To najdroższy czarno-biały film w historii kina, do tego prawie w całości nakręcony w Krakowie. Nagrodzone siedmioma Oscarami arcydzieło, któremu nie zaszkodził grzech pewnego sentymentalizmu, a zarazem wstrząsające świadectwo holokaustu, dowodzące, że kino może być nie tylko rozrywką, ale i przestrogą. "Lista Schindlera", w której pojawiło się 20 tys. statystów i zagrało wielu polskich aktorów, 30 listopada kończy 25 lat.

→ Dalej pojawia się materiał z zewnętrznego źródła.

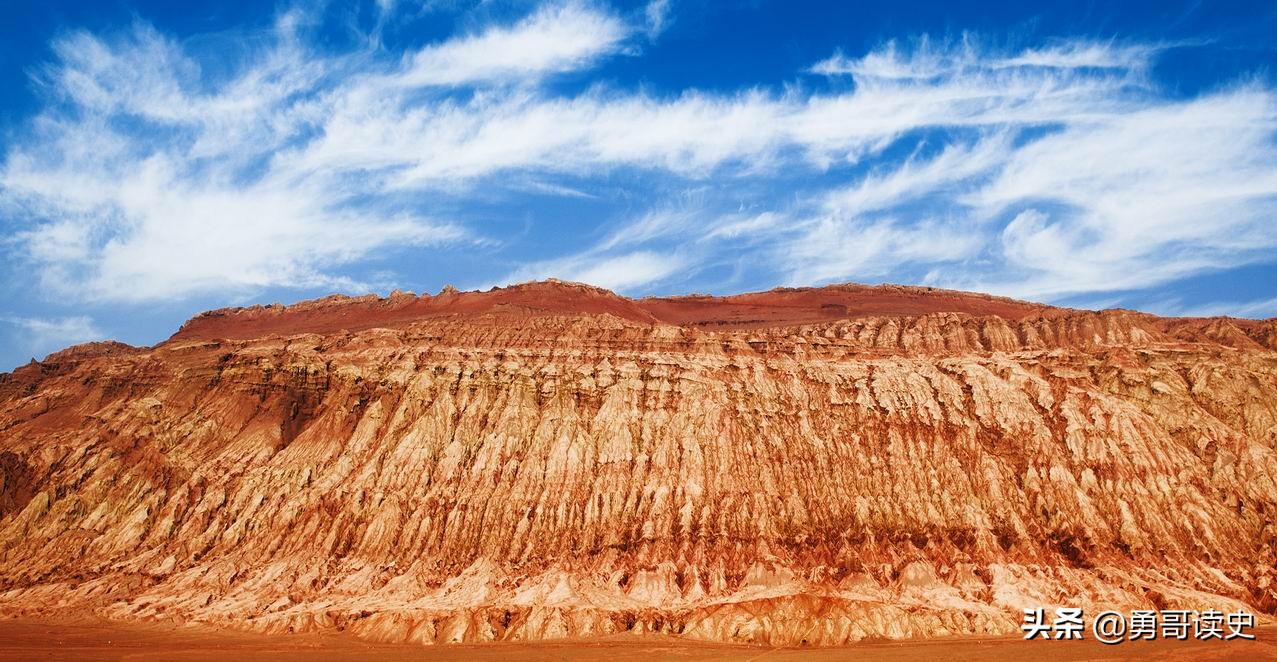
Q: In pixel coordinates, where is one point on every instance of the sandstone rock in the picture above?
(815, 465)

Kraków, II wojna światowa. Niemiecki przemysłowiec Oskar Schindler, członek NSDAP, żyjący w doskonałej komitywie z innymi nazistami, otwiera fabrykę emaliowanych naczyń. Dzięki własnemu sprytowi szybko zdobywa fortunę. Pracują u niego, jako robotnicy przymusowi, Żydzi z getta. Ostatecznie, ryzykując życie, ratuje przed zagładą w obozach koncentracyjnych 1100 z nich, kosztem doprowadzenia swojego majątku do kompletnej ruiny… Po latach Instytut Yad Vashem honoruje go tytułem "Sprawiedliwy wśród Narodów Świata".
Ta historia wydarzyła się naprawdę. Została w 1982 roku opisana na kartach powieści Thomasa Keneally’ego "Lista Schindlera" (pierwotnie "Arka Schindlera"), a 11 lat później zaprezentowana na kinowym ekranie przez Stevena Spielberga w jednym z najważniejszych filmów w historii kina. 30 listopada mija 25 lat od jego premiery (do Polski trafił miesiąc później, 31 grudnia).